Why you can’t use logistic for non-rare events

4:42 AM, November 27, 2024

Ok, the title might be *slightly* clickbait, since any statistician who’s worked with logistic regression before would immediately click the title trying to figure out what the hell I’m talking about, since it’s just fine to use logistic regression for non-rare events. But I wanted a title to pique the readers curiosity about the post, which will be relatively short today since I have a doctor’s appointment early tomorrow morning and it’s already past 3 AM. First, some context. For the T32 Environmental Health training grant that I’m on, we have weekly informational meetings / informal seminars where we discuss things we are working on or specific subjects, and in a week we will each review one another’s preliminary analysis plans for current projects we are working on which I’m looking forward to. These meetings are very helpful and help build up a great friendly atmosphere among us trainees on the grant. One fellow trainee, the amazing Claire Nurse, is the epidemiologist of the group, while all of the rest of us trainees are statisticians. For the informal seminar this past week Sally asked Claire to do a presentation of some of her dissertation work on the association between PFAS exposure and certain health outcomes, as well as her work on the association between certain types of fish consumption and PFAS (all you need to know about PFAS is that it’s probably not good for you).

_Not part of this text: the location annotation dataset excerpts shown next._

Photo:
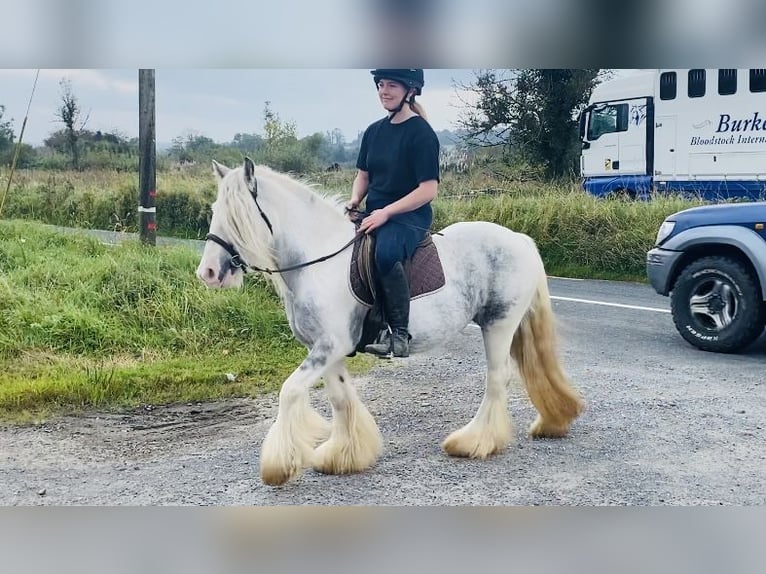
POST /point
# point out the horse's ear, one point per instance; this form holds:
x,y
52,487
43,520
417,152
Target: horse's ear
x,y
249,172
219,170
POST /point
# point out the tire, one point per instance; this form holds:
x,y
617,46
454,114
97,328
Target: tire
x,y
717,305
621,194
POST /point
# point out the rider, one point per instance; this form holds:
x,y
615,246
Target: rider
x,y
398,173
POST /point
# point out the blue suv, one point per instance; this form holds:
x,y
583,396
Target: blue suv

The presentation was derailed several times by us statisticians asking all sorts of questions about all of the methods used (and I also got to learn a bit about survey statistics) but this only contributed to the amount we all learned about her work and just in general from discussion with fellow statisticians the way discussion often leads to learning. But the focus of this blog post will be on just one thing she said that led to a significant portion of the discussion.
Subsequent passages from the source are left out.